Ellie's heart raced, and heat spread through her body like melting wax, slowly moving over every part of her as Gawan pressed against her, her hips trapped within his muscular thighs. Just his closeness, the smell of him, the knowing of what he truly wanted to do with her yet refused to because of a vow he'd made nearly a thousand years before made her knees shake. His ragged breathing in the shadows was more of a turn-on than ... well, almost anything, she thought.
Until he touched her.
And it was in the most unlikely of places where he touched her that made her heart slam against her ribs: her hair. With one hand braced against the wall, on the other side of her head, Gawan used his free hand to loosen the mass of hair she'd wound up and poked with a comb, just a simple updo.
Deft fingers loosened that comb and her hair tumbled down. The comb clinked as it hit the stone flooring of the alcove.

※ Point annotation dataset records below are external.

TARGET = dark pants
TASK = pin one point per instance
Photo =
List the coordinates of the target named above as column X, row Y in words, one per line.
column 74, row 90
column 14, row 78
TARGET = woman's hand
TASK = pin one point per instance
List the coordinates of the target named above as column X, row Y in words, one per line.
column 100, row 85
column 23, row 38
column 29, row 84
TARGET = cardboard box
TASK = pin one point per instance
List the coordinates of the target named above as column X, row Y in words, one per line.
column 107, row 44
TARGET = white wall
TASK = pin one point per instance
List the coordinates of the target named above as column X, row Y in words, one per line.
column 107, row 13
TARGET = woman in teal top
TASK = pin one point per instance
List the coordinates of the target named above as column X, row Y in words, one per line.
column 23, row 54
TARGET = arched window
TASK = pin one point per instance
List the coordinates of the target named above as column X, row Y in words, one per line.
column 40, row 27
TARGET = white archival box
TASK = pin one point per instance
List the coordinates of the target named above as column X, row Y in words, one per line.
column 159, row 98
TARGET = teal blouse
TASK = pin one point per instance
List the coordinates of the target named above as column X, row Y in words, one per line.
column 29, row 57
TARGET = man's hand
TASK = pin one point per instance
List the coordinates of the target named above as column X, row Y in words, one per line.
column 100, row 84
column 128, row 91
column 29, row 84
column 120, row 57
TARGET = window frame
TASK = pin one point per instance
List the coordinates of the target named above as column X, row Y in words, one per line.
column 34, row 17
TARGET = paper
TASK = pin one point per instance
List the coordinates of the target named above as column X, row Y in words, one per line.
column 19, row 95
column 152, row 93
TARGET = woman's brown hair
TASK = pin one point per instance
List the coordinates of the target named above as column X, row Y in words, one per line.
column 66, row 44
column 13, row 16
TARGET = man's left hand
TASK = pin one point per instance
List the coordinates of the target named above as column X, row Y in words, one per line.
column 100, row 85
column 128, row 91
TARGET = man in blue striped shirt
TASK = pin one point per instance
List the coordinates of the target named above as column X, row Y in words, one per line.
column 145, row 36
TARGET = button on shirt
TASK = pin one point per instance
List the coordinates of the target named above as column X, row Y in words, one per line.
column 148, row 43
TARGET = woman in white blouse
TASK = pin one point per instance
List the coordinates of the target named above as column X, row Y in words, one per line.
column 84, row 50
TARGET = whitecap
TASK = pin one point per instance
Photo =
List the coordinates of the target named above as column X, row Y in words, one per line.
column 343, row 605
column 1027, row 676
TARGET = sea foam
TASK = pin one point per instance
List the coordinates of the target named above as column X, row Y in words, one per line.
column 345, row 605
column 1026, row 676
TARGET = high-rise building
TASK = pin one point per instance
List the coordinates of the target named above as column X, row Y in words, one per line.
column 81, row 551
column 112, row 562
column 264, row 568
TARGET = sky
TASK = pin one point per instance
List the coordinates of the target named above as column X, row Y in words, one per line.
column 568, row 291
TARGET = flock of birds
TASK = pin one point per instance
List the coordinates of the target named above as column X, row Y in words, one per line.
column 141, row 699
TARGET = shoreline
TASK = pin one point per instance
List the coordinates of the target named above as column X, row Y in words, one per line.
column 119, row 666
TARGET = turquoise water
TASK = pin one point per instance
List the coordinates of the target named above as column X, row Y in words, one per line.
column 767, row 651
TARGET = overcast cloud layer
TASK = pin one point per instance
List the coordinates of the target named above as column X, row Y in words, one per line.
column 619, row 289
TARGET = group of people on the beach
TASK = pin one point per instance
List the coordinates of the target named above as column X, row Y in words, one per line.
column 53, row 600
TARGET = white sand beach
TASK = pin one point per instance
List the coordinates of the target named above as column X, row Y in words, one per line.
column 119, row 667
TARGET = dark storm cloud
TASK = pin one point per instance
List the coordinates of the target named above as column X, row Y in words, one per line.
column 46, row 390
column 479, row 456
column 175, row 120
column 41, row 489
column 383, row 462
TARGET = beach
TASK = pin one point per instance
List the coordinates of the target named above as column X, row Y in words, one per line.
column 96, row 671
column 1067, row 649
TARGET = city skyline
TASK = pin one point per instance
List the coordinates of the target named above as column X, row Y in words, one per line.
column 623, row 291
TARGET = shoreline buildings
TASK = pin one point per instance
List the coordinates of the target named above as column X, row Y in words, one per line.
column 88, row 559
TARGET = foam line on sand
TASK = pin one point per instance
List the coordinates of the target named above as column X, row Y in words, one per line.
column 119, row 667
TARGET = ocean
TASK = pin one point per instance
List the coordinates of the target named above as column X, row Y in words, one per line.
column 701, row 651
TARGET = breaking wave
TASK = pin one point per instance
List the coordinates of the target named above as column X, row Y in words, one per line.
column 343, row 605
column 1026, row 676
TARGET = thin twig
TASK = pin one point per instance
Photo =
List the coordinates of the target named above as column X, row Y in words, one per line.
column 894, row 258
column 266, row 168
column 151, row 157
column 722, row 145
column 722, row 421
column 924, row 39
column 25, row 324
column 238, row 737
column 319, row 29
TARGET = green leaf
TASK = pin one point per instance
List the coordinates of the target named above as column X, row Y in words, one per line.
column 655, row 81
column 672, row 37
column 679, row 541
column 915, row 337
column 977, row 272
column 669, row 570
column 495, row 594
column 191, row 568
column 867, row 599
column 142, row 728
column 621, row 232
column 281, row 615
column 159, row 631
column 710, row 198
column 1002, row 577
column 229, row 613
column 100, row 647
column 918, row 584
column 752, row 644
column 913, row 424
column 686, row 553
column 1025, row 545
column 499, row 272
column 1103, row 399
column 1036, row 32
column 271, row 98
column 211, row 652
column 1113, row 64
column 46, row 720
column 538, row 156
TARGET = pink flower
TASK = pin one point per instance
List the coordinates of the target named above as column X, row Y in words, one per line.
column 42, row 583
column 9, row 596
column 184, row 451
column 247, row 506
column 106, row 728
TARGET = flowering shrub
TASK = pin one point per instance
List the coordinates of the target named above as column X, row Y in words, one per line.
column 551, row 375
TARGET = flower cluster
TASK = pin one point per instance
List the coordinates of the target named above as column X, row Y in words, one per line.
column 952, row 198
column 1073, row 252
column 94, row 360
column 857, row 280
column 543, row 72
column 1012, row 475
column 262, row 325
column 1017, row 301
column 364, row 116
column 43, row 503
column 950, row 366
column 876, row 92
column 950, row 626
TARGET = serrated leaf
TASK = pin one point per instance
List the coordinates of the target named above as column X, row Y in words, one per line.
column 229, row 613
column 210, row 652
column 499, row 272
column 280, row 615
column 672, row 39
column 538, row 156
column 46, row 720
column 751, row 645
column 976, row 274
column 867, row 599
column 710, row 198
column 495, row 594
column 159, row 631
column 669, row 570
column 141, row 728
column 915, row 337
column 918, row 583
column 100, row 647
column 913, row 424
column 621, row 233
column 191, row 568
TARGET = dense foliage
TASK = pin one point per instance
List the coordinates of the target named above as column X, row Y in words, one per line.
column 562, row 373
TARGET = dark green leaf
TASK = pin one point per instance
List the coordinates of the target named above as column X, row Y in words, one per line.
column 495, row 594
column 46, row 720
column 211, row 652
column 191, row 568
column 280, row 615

He let her hair sift through his fingers, and he leaned forward to bring it to his nose, where he inhaled, and his warm breath on her bare neck and shoulders as he exhaled made her head feel heavy, so thank God he'd gently worked his hand through that mass of hair to cup the back of her head.
Just before he angled her jaw, just so, leaned in, and kissed her.
All sense of rational thought left her at that moment. Well, no, it'd pretty much left her a while back and nothing, not her mostly deadness, her family, the research she was doing—nothing mattered except this man's mouth against hers. It was way more than sexual attraction, although there certainly was plenty of that. It was
soul
attraction. The kiss between Intendeds, she'd later find out.